How Does an Index Fund Differ From an Actively Managed Fund?
by Martha A. Brozyna
Index funds seek to replicate the return of a selected stock market index.
Two types of management are available for mutual funds or exchange-traded funds: the index fund and the actively managed fund. Index funds seek to replicate the return of a selected market index. Actively managed funds have managers making investment decisions based on their insight.

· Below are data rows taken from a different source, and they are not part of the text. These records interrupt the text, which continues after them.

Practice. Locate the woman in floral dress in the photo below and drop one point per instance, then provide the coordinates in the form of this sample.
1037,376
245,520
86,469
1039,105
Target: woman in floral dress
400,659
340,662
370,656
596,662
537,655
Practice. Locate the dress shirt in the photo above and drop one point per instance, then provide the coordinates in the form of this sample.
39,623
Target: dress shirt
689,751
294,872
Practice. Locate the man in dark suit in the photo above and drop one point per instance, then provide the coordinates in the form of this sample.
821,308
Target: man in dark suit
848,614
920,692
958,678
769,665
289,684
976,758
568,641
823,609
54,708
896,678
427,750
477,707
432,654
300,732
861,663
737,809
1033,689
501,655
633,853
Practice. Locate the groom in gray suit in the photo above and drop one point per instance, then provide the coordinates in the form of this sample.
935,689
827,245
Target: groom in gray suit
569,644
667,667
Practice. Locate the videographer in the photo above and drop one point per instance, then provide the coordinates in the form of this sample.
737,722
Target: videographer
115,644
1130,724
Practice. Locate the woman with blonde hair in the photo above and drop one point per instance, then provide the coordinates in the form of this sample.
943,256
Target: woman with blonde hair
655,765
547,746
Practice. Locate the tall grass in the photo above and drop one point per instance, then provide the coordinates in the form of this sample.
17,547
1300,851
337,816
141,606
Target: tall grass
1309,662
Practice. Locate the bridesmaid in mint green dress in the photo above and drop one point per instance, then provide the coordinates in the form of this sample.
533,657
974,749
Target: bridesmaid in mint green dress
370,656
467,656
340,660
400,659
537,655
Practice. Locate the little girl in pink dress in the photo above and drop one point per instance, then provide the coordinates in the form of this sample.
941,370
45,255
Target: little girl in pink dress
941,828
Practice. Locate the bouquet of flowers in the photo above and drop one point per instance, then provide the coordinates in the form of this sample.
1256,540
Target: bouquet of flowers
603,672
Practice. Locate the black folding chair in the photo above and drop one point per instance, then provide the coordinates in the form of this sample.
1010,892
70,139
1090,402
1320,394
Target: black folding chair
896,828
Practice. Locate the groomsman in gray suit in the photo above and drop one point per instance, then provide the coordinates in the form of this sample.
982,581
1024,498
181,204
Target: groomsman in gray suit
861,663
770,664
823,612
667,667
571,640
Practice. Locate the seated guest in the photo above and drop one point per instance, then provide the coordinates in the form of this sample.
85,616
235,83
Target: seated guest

Index fund costs are low because they require no high-earning portfolio managers. These funds hold a basket of securities that closely corresponds to those in the underlying index.
Actively Managed Funds
Returns are normally judged against a benchmark index, and the intention is to beat the return on that index. Investors may benefit from a manager's ability to choose winning stocks or bonds.
Disadvantages of Indexing
The makeup of the fund is largely pre-set and changes little, so turnover of securities is low. The main disadvantage is that an index fund by definition cannot outperform its benchmark index; it will match it.
Disadvantages of Active Management
There is always the risk that the fund manager will not perform satisfactorily, failing to reach the benchmark return. Moreover, there are higher costs associated with active management.
Enhanced indexing is a hybrid method that seeks to profit from the advantages and avoid the disadvantages of both styles. These funds are overseen by managers who make limited buy/sell judgments that tweak the portfolio in an effort to earn better profits.